Diagrams in the AI Era — 3 Design-Specific Tools: Structurizr, DBML, Diagrams (Python)

Thank you for visiting this site. This article is the fourth installment in the series on code-manageable diagrams for the AI era, covering 3 domain-specific design tools. For the full series index, see the Complete Guide.

Mermaid and D2 were general-purpose tools for drawing any kind of diagram, but the three tools in this article are each specialized for a particular design domain. In return, they deliver expressive power and productivity in their respective areas that no general-purpose tool can match.

Why are these tools important in the AI era? The reason is clear: just conveying your design intent to an AI produces output usable directly in a specification document. Say “design the e-commerce DB in DBML” and you get table definitions plus relations in one go. Say “draw the microservice architecture on AWS using Diagrams” and a diagram with official icons is generated. This workflow — where design and diagram creation complete simultaneously — was simply unimaginable before AI.

Comparison Table

NameSyntaxAI CompatibilityDiagram TypesHighlights
StructurizrCustom DSLSystem-wide architecture (4 zoom levels)Auto-generates from high-level to detailed views from a single definition
DBMLCustomDatabase table relationship diagrams (ER diagrams)Auto-generates ER diagrams; can also convert to SQL
Diagrams (Python)PythonCloud architecture diagrams (AWS/GCP/Azure)500+ official cloud icons built in

Structurizr DSL — Structured Architecture via C4 Model

Structurizr DSL is a tool for describing software architecture diagrams in code, based on the C4 Model proposed by Simon Brown.

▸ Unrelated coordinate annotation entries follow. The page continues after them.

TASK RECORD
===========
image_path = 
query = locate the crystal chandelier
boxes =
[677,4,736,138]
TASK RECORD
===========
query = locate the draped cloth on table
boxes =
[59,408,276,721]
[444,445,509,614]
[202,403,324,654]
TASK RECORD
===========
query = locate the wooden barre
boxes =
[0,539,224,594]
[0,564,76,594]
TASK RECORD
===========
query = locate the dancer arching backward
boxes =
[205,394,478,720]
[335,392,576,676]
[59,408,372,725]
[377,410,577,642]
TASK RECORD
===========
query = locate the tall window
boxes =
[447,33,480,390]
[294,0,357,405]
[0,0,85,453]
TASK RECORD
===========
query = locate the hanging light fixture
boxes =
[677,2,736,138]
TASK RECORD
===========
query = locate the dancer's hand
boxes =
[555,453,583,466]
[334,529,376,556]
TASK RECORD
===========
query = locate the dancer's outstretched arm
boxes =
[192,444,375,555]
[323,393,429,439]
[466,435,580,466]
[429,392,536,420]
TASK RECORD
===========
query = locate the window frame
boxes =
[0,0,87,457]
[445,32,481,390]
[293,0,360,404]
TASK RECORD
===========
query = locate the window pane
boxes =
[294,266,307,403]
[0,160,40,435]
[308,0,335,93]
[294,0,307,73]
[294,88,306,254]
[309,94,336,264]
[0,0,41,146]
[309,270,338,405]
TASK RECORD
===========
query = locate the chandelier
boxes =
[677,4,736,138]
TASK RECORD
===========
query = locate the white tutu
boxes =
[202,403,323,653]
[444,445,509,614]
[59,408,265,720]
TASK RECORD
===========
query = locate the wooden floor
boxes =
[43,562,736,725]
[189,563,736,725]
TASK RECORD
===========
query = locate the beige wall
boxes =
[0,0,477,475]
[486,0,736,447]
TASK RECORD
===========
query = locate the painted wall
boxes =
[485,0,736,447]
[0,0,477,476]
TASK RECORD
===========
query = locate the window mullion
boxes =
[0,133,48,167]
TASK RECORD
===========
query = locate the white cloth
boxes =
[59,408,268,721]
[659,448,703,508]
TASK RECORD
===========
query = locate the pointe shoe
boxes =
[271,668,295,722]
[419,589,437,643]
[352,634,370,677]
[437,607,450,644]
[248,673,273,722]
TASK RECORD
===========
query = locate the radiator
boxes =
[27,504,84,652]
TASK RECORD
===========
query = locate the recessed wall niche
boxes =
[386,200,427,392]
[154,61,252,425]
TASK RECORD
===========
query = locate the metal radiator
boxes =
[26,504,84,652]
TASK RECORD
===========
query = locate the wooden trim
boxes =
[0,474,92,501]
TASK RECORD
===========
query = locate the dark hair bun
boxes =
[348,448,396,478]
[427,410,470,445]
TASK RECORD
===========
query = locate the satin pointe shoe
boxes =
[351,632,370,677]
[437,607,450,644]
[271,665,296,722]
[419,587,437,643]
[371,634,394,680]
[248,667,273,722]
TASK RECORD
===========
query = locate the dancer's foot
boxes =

The C4 Model organizes a system into 4 zoom levels (system context → containers → components → code). Structurizr can auto-generate all 4 levels of diagrams from a single definition file. Rather than “drawing diagrams one by one” like Mermaid or D2, the fundamentally different approach is: “define the system structure once and multiple diagrams appear automatically.”

Sample: E-Commerce Site Model Definition

Sample Structurizr context diagram output

workspace {
    model {
        user = person "User" "Regular user of the web application"
        admin = person "Admin" "Internal staff managing the system"

        softwareSystem = softwareSystem "E-Commerce Site" "Online shopping system" {
            webapp = container "Web Application" "React SPA" "TypeScript"
            api = container "API Server" "REST API" "Node.js"
            db = container "Database" "User, product, and order data" "PostgreSQL" "Database"
            cache = container "Cache" "Session and product cache" "Redis" "Database"
        }

        emailSystem = softwareSystem "Email System" "Send order confirmation emails" "External"
        paymentSystem = softwareSystem "Payment System" "Credit card payment processing" "External"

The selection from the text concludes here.